A Bolsa Consultoria que o ministro Fernando Pimentel recebeu em 2009 da Federação das Indústrias de Minas Gerais (R$1 milhão por nove meses de sabe-se lá o quê) teve pelo menos uma utilidade: jogou luz sobre a contabilidade e a conduta do sindicalismo patronal de Pindorama. O então presidente da Fiemg, Robson Andrade, mimou o ex-prefeito de Belo Horizonte recorrendo ao cofre das contribuições compulsórias tomadas às empresas com base nas suas folhas de pagamento. Em 2009 o chamado Sistema S arrecadou R$12,7 bilhões, valor semelhante ao custo do Bolsa Família. A arca do seu ramo industrial ficou com R$2,9 bilhões.
Andrade, atual titular da Confederação Nacional da Indústria, preside a Orteng, uma empresa de equipamentos e sistemas estabelecida no Centro Industrial de Contagem, com 1.500 empregados e vendas acima de R$400 milhões em 2009.
Entre as muitas, e desconexas, explicações dadas pelo doutor, houve uma que poderia liquidar a questão: "O Pimentel, na época, também fez, a pedido da federação da indústrias, uma série de palestras nas regionais. Ele participou de palestras nessas regionais e também em outras cidades-polo da indústria mineira."
Beleza.

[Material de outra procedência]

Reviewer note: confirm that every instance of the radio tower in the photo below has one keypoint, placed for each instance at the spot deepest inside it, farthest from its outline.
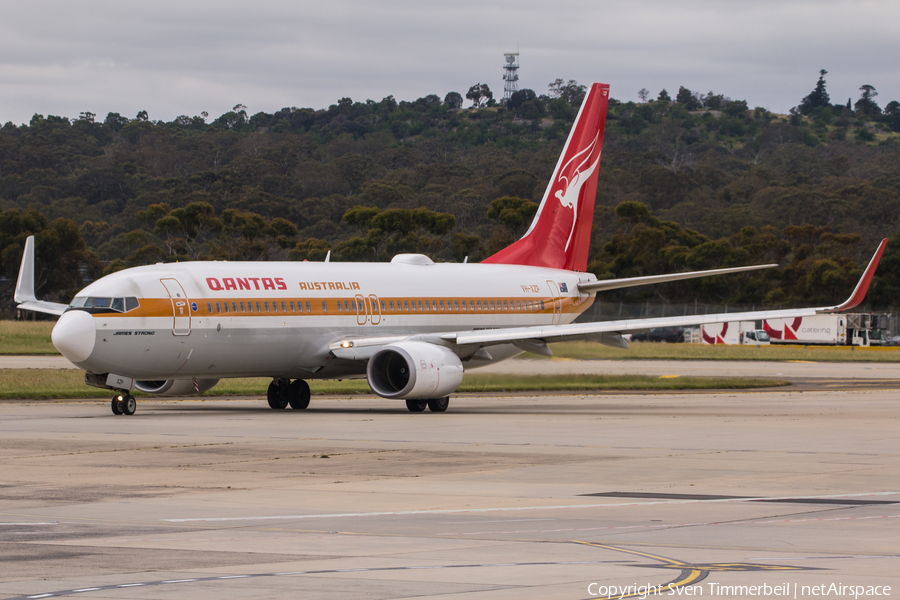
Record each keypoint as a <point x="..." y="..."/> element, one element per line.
<point x="510" y="75"/>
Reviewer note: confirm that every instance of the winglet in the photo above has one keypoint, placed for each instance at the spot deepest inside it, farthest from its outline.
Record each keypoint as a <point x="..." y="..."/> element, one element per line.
<point x="25" y="283"/>
<point x="862" y="287"/>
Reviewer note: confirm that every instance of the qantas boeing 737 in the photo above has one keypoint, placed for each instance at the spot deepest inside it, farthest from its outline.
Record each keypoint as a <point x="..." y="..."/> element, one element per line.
<point x="411" y="327"/>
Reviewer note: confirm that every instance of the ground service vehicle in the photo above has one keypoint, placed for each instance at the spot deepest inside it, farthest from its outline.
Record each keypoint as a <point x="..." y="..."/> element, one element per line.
<point x="850" y="329"/>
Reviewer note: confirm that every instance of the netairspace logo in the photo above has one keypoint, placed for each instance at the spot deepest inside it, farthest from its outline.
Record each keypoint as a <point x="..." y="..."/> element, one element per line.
<point x="784" y="590"/>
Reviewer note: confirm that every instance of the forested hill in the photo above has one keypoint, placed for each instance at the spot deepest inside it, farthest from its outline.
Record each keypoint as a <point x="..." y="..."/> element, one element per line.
<point x="698" y="181"/>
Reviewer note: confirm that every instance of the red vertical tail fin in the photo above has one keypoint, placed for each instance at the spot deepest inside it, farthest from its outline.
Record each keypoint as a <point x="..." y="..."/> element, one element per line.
<point x="560" y="235"/>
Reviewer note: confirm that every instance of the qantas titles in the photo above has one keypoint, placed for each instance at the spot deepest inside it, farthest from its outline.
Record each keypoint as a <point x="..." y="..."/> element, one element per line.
<point x="274" y="283"/>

A Fiemg mostra a planilha das palestras, Pimentel mostra sua agenda, chega-se ao valor de cada fala, e quem insistir no assunto estará perseguindo o ministro.
O repórter Thiago Herdy foi atrás dessa conta. Procurou as dez regionais, e nenhuma conseguiu dizer quando Pimentel fez sua palestra. Achou só uma fala, em Contagem, organizada pela Federação. Procurado para esclarecer o mistério, o atual presidente da Fiemg pediu tempo "para pensar" e calou-se. A CNI disse o seguinte: "A Diretoria de Comunicação informa que todos os esclarecimentos sobre a consultoria à Fiemg já foram dados."
Dados, foram, mas não esclarecem coisa alguma. A resposta foi arrogante e mistificadora. Coisa de quem se julga no direito de não dar satisfações a respeito do que fez com o dinheiro alheio.
Se Robson Andrade tivesse dado a Pimentel R$1 milhão da caixa da Orteng, poderia dizer que isso não é da conta de ninguém, mas deu um dinheiro que foi compulsoriamente arrecadado à custa do trabalho alheio, tanto de empregadores como de empregados.
Um milhão de reais por nove meses de contrato equivalem a R$111 mil por mês. Grosseiramente, esse é o valor mensal da soma de todos os tributos e contribuições que uma empresa média, com algo como 30 a 50 funcionários, paga à Viúva.
As indústrias dão ao Sistema S uma contribuição de 2,5% sobre o valor de suas folhas de pagamento. Para gerar o dinheiro da Bolsa Consultoria de Pimentel, precisa-se de uma folha mensal de R$4,4 milhões. O doutor embolsou o equivalente à contribuição compulsória de uma indústria que emprega mil trabalhadores com salários de R$4.400.
Distribuir o dinheiro alheio é coisa velha, mas o doutor Robson Andrade tem mais interesses na agenda. No mesmo dia em que foi revelada a inconsistência da teoria das palestras, a CNI divulgou o conteúdo de uma entrevista coletiva na qual diz que ele apontou gargalos que inibem a competitividade da indústria brasileira e destacou a "legislação trabalhista cara e anacrônica". Andrade defende cortes de tributos na produção de bens de capital, eletroeletrônicos, têxteis e moveleiros. Sindicalista patronal moderno é assim: corte-se tudo, menos as contribuições para o Sistema S, nem se pretenda olhar como esse dinheiro é gasto nas federações, ou perguntar como se concedem as Bolsas Consultoria.
Admita-se que a Viúva resolva zerar o IPI dos móveis. Sem o imposto, um guarda-roupas Santos Andirá, que a Casas Bahia vende a R$999,90, poderia sair por R$900. A ideia é ótima e já funcionou. Estimulando-se o consumo, assegura-se a produção, e garantem-se empregos. Com a Bolsa Consultoria de Pimentel, a Fiemg gastou, num só emprego, ervanário equivalente ao que a Viúva arrecada com o IPI cobrado na venda de dez mil guarda-roupas.